El Centro de Estudios del Movimiento Obrero y Socialista (Cemos), una asociación civil creada en 1983 por Arnoldo Martínez Verdugo, atraviesa por un periodo crítico que amenaza su continuidad. Este centro, que preserva documentos y materiales fundamentales de la izquierda mexicana, se enfrenta a una crisis económica profunda y carece de recursos. Gerardo de la Fuente Lora, director del Cemos, ha expresado su preocupación al afirmar que actualmente “no tenemos prácticamente ningún recurso”.
El legado del Cemos es invaluable, ya que atesora documentos históricos de la izquierda mexicana desde 1927 hasta 1994, incluidos periódicos, fotografías y más de mil carteles diseñados por renombrados artistas. Jaime Ortega, director de la revista Memoria, orgullo del centro, señala que su labor ha sido fundamental para la preservación y difusión de la historia de las izquierdas en México.
La existencia del Cemos depende mayormente de las donaciones de antiguos militantes y simpatizantes, aunque su situación ha sido precaria por años. Carlos Payán Velver, quien tuvo un papel crucial como director durante mucho tiempo, incluso sostenía al centro de su propio bolsillo en momentos de crisis. Aunque ha habido apoyo ocasional de instituciones, incluyendo compras de suscripciones por el Senado, actualmente se encuentra en una situación aún más crítica.
La revista Memoria, a pesar de su relevancia, ha visto sus costos aumentar significativamente. Después de la pandemia, imprimir y distribuir la revista se ha vuelto insostenible. El centro se ha visto obligado a digitalizar sus contenidos para adaptarse a las nuevas realidades económicas. De la Fuente menciona que, aunque lograron financiación en el pasado a través de propuestas a diversas convocatorias, en el presente no han conseguido apoyo alguno.

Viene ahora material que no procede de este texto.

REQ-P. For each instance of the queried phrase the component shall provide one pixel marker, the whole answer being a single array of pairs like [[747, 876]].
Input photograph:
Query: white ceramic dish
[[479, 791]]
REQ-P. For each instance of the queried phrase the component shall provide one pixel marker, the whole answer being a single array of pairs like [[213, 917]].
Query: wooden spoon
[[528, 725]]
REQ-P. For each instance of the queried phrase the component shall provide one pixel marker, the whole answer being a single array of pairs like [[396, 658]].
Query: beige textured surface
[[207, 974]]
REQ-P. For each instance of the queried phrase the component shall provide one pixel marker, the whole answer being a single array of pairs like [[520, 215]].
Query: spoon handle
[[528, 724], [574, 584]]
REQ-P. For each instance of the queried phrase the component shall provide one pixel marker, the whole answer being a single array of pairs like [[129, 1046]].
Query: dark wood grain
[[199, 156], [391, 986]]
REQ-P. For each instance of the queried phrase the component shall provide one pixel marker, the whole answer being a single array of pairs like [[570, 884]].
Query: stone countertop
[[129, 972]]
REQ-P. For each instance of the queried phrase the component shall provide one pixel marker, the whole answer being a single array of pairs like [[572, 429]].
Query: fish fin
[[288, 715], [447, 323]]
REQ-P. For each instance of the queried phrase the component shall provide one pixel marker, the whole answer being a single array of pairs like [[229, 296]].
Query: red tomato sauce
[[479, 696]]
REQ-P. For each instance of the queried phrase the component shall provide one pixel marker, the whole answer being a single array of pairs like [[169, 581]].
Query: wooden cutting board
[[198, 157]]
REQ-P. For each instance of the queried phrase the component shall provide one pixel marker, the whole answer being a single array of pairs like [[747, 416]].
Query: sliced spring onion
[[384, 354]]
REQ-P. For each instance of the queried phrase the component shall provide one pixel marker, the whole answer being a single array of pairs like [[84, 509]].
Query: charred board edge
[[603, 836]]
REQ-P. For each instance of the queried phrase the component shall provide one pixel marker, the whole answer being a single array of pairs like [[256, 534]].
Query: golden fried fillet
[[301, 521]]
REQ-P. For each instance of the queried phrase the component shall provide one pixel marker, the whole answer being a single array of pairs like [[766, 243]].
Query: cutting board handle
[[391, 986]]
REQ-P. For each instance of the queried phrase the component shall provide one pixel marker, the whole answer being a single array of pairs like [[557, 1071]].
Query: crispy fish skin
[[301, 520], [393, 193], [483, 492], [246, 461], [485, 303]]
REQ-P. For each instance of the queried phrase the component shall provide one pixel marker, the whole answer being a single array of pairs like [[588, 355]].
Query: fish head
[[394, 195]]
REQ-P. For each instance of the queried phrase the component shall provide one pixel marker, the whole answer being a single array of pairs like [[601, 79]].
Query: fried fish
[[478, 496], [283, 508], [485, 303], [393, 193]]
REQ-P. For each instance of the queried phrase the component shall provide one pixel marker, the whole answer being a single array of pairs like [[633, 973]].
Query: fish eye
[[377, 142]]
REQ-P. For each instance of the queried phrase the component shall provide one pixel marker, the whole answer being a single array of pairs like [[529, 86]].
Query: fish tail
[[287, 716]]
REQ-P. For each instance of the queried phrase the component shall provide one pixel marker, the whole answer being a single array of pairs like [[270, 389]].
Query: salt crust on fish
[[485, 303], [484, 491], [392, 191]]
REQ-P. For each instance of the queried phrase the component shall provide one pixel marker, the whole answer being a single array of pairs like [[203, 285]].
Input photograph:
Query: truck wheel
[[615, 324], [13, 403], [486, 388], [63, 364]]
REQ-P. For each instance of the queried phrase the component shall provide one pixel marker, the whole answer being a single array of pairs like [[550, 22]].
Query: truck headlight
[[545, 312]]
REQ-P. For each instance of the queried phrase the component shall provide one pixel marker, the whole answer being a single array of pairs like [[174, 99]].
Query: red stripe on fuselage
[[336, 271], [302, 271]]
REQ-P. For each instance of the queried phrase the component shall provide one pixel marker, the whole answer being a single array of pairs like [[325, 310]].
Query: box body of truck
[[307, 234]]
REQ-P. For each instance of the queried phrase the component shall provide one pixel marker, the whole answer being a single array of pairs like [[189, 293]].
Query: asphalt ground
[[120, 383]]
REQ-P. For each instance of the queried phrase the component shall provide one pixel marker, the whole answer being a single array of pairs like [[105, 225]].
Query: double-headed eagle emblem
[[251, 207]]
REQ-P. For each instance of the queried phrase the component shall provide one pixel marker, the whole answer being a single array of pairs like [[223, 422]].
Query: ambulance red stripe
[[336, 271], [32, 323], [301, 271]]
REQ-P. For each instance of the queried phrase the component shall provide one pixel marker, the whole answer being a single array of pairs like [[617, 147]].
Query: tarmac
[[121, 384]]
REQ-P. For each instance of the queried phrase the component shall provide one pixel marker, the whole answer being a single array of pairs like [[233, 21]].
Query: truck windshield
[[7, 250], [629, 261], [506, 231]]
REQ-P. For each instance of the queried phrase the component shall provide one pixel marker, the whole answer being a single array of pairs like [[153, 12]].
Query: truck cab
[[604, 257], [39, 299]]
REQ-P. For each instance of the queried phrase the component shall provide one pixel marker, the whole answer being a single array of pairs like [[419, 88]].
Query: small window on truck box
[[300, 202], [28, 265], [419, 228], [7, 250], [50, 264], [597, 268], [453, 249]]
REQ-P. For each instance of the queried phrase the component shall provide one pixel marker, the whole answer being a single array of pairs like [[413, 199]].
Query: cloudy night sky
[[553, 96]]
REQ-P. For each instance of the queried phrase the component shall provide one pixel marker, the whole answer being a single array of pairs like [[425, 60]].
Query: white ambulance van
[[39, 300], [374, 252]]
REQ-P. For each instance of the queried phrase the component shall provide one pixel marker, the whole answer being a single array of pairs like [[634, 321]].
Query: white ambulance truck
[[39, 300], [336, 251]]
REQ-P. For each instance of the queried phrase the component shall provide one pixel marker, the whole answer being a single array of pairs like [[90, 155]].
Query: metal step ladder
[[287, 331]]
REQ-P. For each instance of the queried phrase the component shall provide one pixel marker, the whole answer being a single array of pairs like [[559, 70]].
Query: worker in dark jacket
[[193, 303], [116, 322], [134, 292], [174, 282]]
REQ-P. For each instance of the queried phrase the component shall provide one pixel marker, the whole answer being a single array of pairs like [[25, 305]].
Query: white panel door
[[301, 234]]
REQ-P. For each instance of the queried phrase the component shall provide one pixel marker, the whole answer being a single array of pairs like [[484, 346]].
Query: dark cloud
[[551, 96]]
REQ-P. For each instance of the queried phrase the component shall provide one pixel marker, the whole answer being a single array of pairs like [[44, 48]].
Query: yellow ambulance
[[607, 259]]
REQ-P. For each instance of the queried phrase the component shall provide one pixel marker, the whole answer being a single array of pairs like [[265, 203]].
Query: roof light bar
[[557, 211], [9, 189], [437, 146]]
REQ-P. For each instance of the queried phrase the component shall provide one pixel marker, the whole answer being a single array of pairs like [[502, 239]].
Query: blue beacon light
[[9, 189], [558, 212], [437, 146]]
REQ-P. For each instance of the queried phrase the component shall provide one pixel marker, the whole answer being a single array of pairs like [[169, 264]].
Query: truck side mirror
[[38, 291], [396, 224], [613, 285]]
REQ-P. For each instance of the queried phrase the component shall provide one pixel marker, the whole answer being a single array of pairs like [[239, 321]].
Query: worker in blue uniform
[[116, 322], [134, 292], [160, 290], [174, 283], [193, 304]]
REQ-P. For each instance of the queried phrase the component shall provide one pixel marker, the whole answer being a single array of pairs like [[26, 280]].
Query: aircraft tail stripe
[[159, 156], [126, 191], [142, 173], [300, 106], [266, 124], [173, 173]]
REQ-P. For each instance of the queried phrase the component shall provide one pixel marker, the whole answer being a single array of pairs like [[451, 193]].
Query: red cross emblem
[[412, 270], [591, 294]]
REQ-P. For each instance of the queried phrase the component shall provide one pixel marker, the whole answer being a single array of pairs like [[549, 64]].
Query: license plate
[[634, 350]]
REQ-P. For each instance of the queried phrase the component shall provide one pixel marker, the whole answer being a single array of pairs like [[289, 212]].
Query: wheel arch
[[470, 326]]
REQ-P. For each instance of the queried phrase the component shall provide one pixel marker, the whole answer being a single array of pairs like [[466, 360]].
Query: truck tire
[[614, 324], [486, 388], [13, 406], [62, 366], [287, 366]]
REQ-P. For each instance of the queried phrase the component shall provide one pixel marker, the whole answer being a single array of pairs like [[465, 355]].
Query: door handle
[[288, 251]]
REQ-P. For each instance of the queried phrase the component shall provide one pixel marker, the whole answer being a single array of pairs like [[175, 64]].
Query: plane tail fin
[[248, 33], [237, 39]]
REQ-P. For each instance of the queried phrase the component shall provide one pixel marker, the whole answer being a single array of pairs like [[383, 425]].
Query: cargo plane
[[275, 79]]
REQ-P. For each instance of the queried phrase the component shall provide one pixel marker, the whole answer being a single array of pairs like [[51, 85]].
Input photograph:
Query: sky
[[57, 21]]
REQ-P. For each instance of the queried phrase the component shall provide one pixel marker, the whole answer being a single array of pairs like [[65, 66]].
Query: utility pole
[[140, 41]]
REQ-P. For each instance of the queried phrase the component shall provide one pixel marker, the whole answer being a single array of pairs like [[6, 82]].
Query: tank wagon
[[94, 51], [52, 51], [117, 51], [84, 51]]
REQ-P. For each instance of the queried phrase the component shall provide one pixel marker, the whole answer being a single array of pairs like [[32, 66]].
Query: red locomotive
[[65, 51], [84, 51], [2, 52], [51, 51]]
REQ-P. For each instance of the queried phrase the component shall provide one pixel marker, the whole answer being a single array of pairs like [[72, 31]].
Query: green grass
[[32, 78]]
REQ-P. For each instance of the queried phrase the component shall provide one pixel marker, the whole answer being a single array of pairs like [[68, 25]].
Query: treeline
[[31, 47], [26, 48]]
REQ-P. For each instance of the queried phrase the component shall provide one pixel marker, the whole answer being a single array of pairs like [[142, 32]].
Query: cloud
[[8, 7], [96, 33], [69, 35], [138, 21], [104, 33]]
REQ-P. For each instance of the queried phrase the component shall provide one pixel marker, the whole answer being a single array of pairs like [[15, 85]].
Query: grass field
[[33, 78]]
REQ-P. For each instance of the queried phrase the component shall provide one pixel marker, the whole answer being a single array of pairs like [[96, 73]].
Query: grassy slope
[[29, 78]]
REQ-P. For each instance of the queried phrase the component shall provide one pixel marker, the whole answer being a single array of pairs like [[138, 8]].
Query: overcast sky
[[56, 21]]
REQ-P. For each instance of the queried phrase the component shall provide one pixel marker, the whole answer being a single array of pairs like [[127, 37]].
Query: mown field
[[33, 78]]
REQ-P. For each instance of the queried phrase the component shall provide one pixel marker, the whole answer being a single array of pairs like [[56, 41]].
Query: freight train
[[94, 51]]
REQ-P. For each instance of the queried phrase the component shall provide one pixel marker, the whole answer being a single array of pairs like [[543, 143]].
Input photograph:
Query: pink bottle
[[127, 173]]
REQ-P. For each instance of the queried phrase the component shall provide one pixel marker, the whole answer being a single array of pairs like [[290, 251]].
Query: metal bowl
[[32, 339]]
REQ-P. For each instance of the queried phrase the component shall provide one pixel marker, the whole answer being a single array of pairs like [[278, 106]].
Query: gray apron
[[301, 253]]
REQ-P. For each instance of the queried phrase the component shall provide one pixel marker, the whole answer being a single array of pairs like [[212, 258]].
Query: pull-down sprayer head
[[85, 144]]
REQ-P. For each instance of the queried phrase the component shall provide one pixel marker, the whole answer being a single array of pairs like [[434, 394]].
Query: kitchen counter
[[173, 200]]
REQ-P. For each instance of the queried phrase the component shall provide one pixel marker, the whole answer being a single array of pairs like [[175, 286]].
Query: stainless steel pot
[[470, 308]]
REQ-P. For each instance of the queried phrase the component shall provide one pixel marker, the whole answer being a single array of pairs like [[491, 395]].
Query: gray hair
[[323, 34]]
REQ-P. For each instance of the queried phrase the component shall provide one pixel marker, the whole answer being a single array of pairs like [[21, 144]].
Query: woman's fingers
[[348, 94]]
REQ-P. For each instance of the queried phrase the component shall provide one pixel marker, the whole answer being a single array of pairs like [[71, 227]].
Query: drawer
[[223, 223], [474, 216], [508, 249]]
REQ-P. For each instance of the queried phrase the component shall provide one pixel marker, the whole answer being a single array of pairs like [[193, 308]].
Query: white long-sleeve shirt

En cuanto a sus necesidades financieras, el Cemos opera de manera austera, dependiente del trabajo voluntario de sus miembros. En su acta constitutiva se establece que, si no logran continuar, el acervo histórico debe ser donado a una institución pública. A pesar de operar en condiciones mínimas y con esfuerzos sustanciales, el Cemos solo acepta citas para consultar sus documentos, lo que limita el acceso a su valioso patrimonio.
Sin embargo, el Cemos no se rinde ante la adversidad. Tienen varios proyectos a la vista, incluyendo una exposición de carteles en colaboración con la comisión editorial del Senado y un libro sobre Wenceslao Roces, conocido traductor de El Capital, en conjunto con la Facultad de Filosofía y Letras de la Universidad Nacional Autónoma de México. También han comenzado a editar las obras de Enrique Semo, miembro del consejo directivo del Cemos, en colaboración con la Universidad Autónoma de la Ciudad de México.
El prestigio del Cemos trasciende fronteras, atrayendo a investigadores internacionales en busca de material valioso para sus estudios. Quienes deseen contribuir a su sostenimiento pueden realizar depósitos a su cuenta bancaria, lo que representa una oportunidad de apoyar la preservación de una parte crucial de la historia de México.
La situación del Cemos, aunque crítica a partir de la información disponible hasta el 26 de agosto de 2025, resalta la importancia de la preservación histórica y la necesidad de apoyo para continuar su labor esencial.